Pixelizing 3D objects

An exploration of rendering 3D objects to look like 2D pixel art sprites.

12 min readSep 14, 2020

One of my fondest memories is of my brother and I playing through Breath of Fire IV on the original PlayStation. It’s a great game for many reasons, but in my opinion one of its most distinctive aspects was the art style:

A battle sequence. The scene is 3D objects, but the characters are not!

Outside of battles, the sprite/3D mix continues.

The scenes were mostly 3D objects (albeit low poly), with hand drawn 2D sprites for the characters. This gave a really distinctive style to the game.

Breath of Fire IV used sprites for characters because they allowed a greater level of detail than could be achieved with 3D models, given the hardware of the time. Nowadays, hardware has no problem drawing meshes with millions of triangles. Even so, pixel art is still extremely popular and widely used in video games due to its crisp and distinctive style.

The farm simulator **Stardew Valley** received critical acclaim, and won praised for its cheerful aesthetic.

Moonshell Island also has a vibrant pixel charm to it.

The upcoming Zealot mixes 3D and 2D art styles in a way that is reminiscent of Breath of Fire IV, albeit with a grubbier palette!

Songs of Conquest also mixes 2D sprites with a 3D world.

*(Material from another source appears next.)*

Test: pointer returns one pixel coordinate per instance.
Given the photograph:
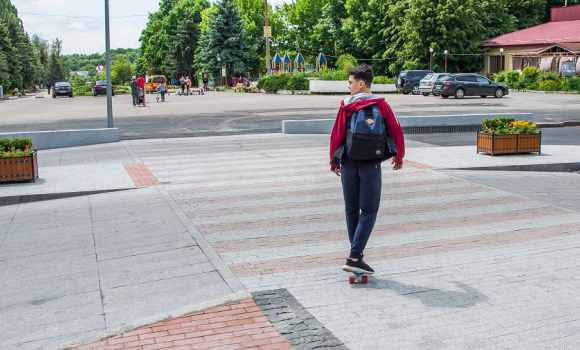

Capturing that pixel charm

I wanted to capture that ‘Breath of Fire’ aesthetic for my own video game. Although hand-drawn 2D sprites can look fantastic, there are a few disadvantages that come with using them:

Draw order — sorting issues become apparent in more complicated scenes. Intersections between objects is also not possible, because sprites are flat. Think of two spheres, side-by-side — one will always be drawn in front of the other, even if the geometry should be intersecting.
I’m not good at pixel art — I can make 3D models, but I am much less capable at drawing nice-looking pixel art. This is definitely a personal thing, but I am not alone!
Drawing sprites from different angles and animations are tedious— Let’s say I finally draw my sprite and get it to look good. Now I want to view it from another angle, so I have to draw it again…and again…and again… Now imagine I want to animate it, for example to show a character running. It adds up quickly to a lot of images that each must be illustrated! For instance, for only a 5 frame walk cycle, seen from 45 degree angles, I would require 5x8 = 40 different sprites to be drawn.
Lighting and shadows — sprites can be correctly lit if the artist has also made a normal map, but this requires extra work on top of drawing the sprite in the first place. Proper shadows in a 3D scene are not possible, because the sprite lacks depth.
Attachments/equipment gets hard — this is game specific, but comes up frequently. Imagine that I have a character, and that character holds an item — lets say a sword — which I want to be able to swap during gameplay. In what order should the character and the item be drawn? Is the sword in front of the body? Well, yes, so I should draw my character’s sprite before the sword. But the character’s hand is also in front of the sword, so I need to draw that after I draw the sword. This can be solved by managing draw orders and breaking character sprites up into different layers, but it quickly becomes tedious.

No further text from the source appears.